White House blames Britain for hacking, Namibia takes Germany to court and a fluorescent frog is found.
TGIF, 17 March 2017
“One day there will be no borders, no boundaries, no flags and no countries and the only passport will be the heart.”
On Friday, the Constitutional Court delivers a crucial ruling setting out how over 17-million social grants will be disbursed from April 1. This will provide much-needed clarity on the issue after bungling and gross incompetence by the Minister of Social Development Bathabile Dlamini and the South African Social Security Agency (Sassa). In Parliament on Thursday, President Jacob Zuma declared there was no crisis. On Wednesday, Chief Justice Mogoeng Mogoeng said in no uncertain terms that this was a crisis. The stark contrast in perspectives by the heads of the executive and the judiciary demonstrate their different understandings of political responsibility and the state of our nation.

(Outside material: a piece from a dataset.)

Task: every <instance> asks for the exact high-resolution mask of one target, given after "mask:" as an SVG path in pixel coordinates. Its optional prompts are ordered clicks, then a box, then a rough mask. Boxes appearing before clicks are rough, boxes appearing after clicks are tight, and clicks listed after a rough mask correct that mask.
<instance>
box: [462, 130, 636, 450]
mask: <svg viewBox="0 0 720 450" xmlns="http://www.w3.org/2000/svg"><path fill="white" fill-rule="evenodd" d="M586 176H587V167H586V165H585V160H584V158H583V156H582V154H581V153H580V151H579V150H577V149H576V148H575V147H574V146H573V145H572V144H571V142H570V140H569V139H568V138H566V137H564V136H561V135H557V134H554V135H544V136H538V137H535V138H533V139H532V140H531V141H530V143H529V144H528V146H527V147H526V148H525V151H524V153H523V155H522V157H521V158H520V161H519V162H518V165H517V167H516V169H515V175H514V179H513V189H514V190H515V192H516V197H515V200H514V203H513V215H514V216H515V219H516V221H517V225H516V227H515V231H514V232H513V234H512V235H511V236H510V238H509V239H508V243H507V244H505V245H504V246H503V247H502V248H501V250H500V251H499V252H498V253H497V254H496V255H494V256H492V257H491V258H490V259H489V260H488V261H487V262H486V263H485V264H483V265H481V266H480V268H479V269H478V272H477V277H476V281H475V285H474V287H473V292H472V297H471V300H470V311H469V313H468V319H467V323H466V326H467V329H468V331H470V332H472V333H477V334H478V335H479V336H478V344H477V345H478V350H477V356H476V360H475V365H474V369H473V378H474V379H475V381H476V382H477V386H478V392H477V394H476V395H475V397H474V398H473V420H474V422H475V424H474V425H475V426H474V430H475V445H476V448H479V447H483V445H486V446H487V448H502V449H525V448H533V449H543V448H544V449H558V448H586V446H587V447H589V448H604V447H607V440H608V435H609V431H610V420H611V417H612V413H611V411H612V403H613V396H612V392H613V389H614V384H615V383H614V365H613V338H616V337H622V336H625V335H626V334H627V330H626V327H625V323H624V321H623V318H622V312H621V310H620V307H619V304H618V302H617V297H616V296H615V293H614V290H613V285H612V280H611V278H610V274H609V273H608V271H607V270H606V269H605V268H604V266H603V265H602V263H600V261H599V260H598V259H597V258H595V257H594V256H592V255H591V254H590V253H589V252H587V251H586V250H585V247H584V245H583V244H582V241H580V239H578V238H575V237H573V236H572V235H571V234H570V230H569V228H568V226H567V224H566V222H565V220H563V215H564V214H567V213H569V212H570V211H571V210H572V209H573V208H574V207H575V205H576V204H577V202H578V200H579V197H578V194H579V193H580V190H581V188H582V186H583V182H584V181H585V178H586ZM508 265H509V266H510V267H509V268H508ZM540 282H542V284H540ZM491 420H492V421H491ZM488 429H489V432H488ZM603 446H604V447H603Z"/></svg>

White House targets GCHQ in hacking claims
The White House took a break from stripping the State Department of its funding to blame British signals GCHQ for the Obama-era hacking. Yet to show any iota of evidence, the Trump administration accused the British of doing the spying for Obama to eliminate “American fingerprints”. GCHQ in reply rubbished the allegations, calling them “nonsense, utterly ridiculous and should be ignored”. Considering that GCHQ rarely, if ever, comments confirming or denying allegations in the media, they clearly feel strongly about this one.
Namibia sues Germany over genocide
The Herero and Nama people, killed in the tens of thousands by Germany between 1904 and 1908, have seen their day in court. A class action suit was filed against Germany in a US court, claiming compensation for “incalculable damages”. Germany’s government has yet to concede that a genocide occurred, despite several MPs admitting as much.
First fluorescent frog found by fluke
The world’s first naturally fluorescent frog has been discovered. Argentine and Brazilian scientists at the Bernardino Rivadaiva Natural Sciences Museum studied more than 200 frogs under a UV light, eventually discovering the properties in a relatively common South American tree frog. Ordinarily brown in colour, the frog’s true colours shone through under UV light. The discovery is not trivial, as it could lead to understanding new scientific properties of additional fluorescent compounds.
Proteas stuck in tough first innings
South Africa was 218-6 at tea today. By the time you read this the Proteas may well have finished their innings or, hopefully, caught up with the New Zealand total of 268. Either way, there is not much between the two in this Test.
The decrease in immigration of Mexicans to the United States since 2000.
FACTS OF THE DAY
Today in 1992 a referendum to end apartheid was passed by a two-thirds majority.
All members of Congress are sent copies of Hustler each month. This has been done since 1983 by the magazine’s owner.